BFMTV
États-Unis

Le port d'armes ne sera jamais interdit aux Etats-Unis

Le débat sur le port d'armes a été relancé une nouvelle fois après la fusillade de Newtown.

Le débat sur le port d'armes a été relancé une nouvelle fois après la fusillade de Newtown. - -

Trois jours après la fusillade de Newtown, de nombreuses voix s’élèvent contre le port d’armes aux Etats-Unis. Dans un pays où l’arme est devenue un objet de consommation, peut-on envisager une telle décision ? BFMTV.com a posé la question à un spécialiste des Etats-Unis.

La fusillade de Newtown a traumatisé les Etats-Unis : 20 enfants et 6 adultes ont trouvé la mort, tués par un jeune homme armé d'un fusil d’assaut.

A peine la tragédie connue s’élevaient déjà les premières voix pour réclamer une nouvelle législation sur le port d’armes. Barack Obama lui-même a promis de s’atteler au problème. Le peut-il vraiment ? BFMTV.com a posé la question à Thomas Snogaroff, historien spécialiste des Etats-Unis.

Après Newtown, que peut faire Barack Obama ?

Obama lui-même ne peut rien faire personnellement. Mais il peut pousser le Congrès à agir, comme Bill Clinton l’avait fait en 1993, pour limiter la détention d’armes d’assaut (avec la loi Brady). A mon avis, il peut en appeler directement aux citoyens pour qu’ils fassent pression directement sur leurs élus.

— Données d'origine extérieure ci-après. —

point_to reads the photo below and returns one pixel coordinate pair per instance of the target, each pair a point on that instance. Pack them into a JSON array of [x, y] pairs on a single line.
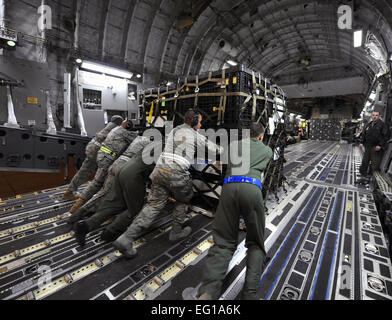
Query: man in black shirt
[[375, 138]]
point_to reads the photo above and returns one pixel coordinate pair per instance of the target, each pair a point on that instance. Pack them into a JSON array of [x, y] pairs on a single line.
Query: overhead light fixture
[[106, 70], [358, 36], [372, 96], [232, 63], [11, 43]]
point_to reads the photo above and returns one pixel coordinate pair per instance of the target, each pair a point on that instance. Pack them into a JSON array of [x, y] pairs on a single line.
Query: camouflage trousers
[[99, 179], [165, 184], [88, 167], [125, 199], [93, 204]]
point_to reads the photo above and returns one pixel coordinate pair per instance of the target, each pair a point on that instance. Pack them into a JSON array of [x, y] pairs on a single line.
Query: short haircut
[[189, 116], [256, 129]]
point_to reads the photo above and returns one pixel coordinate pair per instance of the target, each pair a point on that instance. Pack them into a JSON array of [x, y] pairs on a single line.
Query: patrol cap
[[117, 120]]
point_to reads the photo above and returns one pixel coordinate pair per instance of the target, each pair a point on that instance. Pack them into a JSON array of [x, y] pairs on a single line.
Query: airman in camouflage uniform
[[94, 204], [170, 178], [124, 200], [114, 145], [89, 165]]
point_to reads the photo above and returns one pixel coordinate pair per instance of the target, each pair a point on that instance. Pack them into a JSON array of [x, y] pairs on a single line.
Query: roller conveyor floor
[[323, 238]]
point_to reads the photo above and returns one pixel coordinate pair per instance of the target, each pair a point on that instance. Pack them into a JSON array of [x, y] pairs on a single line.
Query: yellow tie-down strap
[[108, 151], [172, 271]]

On a aujourd’hui deux lobbys : celui de la NRA [National Rifle Association - l'organisation pro-armes la plus importante du pays], qui ne veut pas faire avancer la législation sur les armes, et celui de l’émotion, avec les nombreuses personnes touchées par le drame - le 116e en milieu scolaire depuis 1966, selon mes chiffres. C’est un rapport de force qui peut faire évoluer les choses. Les enfants tués à Newtown sont très jeunes, et issus d’un milieu plutôt bourgeois : le phénomène d’identification peut jouer.

• Est-il possible de revenir sur le deuxième amendement ?

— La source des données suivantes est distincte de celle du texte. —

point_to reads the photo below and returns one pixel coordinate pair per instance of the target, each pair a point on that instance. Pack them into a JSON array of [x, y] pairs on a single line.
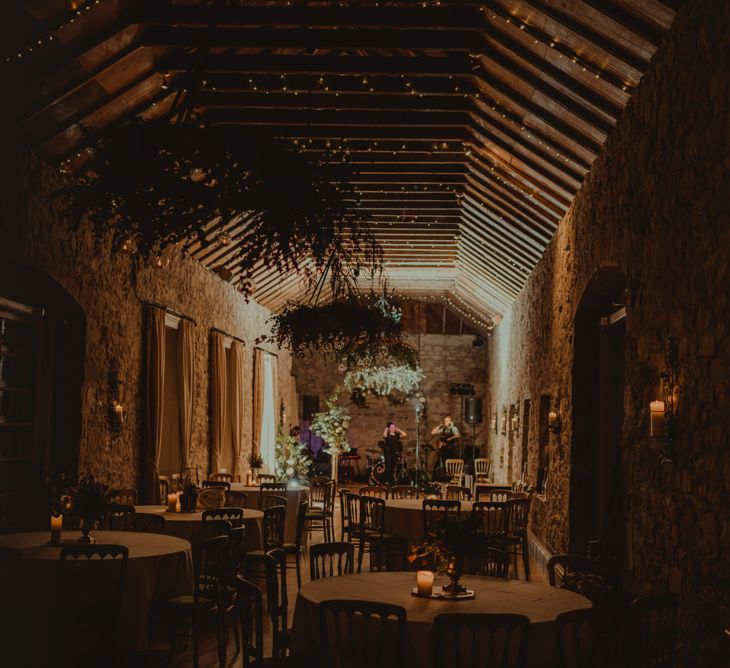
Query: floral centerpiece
[[332, 426], [292, 457], [450, 541]]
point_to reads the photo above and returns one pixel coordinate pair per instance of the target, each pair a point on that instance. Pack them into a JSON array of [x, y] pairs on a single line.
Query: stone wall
[[444, 359], [111, 294], [654, 206]]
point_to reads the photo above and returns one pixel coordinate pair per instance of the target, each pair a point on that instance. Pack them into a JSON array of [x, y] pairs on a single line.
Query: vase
[[454, 572], [86, 537]]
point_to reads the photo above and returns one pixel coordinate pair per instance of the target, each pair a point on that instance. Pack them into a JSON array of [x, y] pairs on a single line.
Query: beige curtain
[[154, 399], [185, 388], [238, 361], [258, 397], [218, 399]]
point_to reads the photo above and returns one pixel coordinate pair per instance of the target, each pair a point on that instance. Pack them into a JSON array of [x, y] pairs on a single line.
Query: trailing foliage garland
[[153, 184], [292, 457], [332, 426]]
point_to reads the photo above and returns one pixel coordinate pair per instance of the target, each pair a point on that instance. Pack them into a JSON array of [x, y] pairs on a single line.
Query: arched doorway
[[596, 496]]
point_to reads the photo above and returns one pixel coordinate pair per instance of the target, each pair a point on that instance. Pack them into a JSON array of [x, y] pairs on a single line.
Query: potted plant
[[256, 462]]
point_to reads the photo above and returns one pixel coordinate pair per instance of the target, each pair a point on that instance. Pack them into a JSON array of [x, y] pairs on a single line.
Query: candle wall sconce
[[661, 410], [117, 412], [555, 422]]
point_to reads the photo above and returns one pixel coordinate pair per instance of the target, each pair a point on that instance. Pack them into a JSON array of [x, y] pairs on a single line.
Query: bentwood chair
[[296, 549], [653, 631], [92, 579], [580, 574], [517, 536], [490, 562], [362, 633], [403, 492], [373, 537], [482, 470], [328, 559], [494, 522], [455, 471], [464, 640]]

Revenir sur le deuxième amendement de la Constitution - celui qui garantit à chaque Américain le droit de porter une arme - est impossible. On peut l'expliquer par trois points-clé des mentalités américaines :

- L’importance accordée à la liberté individuelle d’abord, qui fait dire à un Américain que personne ne peut l’empêcher de faire ce qu’il veut. Le père d’une petite fille tuée à Newtown a même déclaré que le tueur avait "exercé son libre-arbitre", c'est dire à quel point c'est une valeur essentielle.

- La méfiance par rapport à l’Etat : l'institution est vue comme une entrave à la liberté, et incapable de protéger ses citoyens – d’où la nécessité de s’armer. Et puis les Américains se méfient les uns des autres : un Américain pense exercer sa liberté de façon vertueuse, mais ne pensera pas la même chose de son voisin.

- La consommation : les Américains ont développé une fascination pour la propriété privée, le consumérisme. Les armes s’offrent pour Noël, elles sont des objets de consommation.

Donc il n'y aura jamais d'interdiction du port d’armes aux Etats-Unis ?

Non. Mais cela ne veut pas dire que les Américains ne peuvent pas agir sur l’encadrement du port d’armes. Mais pour cela, l’Etat doit jouer un rôle fort, ce qui n’est pas toujours bien vu : c’est l’un des nombreux paradoxes du pays.

Nous avons un point de vue très français sur la législation des armes aux Etats-Unis. Ainsi, on n’est pas dans le schéma de l’autorisation contre l’interdiction. Des lois existent déjà aux Etats-Unis pour limiter le port d’armes - comme la loi Brady, citée plus haut. Il en existe beaucoup, et nous les connaissons peu.

 • Peut-on voir également un lien avec l’histoire des Etats-Unis ?

Oui, ne serait-ce que dans la valeur accordée par les Américains à la Constitution. Le second amendement a été voté le 15 décembre 1791. Pour les Américains, c’est un texte parfait qui permet d’envisager le présent et l’avenir. Encore aujourd’hui, ils accordent une révérence totale aux Pères fondateurs, à l'origine de l'amendement.

Et puis les Américains adorent rejouer leur Histoire, se remettre dans la peau des pionniers, ceux qui étaient en contact permanent avec le danger. L’arme revêt un caractère viril, symbole de l’indépendance. Cette image est devenue un mythe, repris et diffusé par Hollywood et les westerns.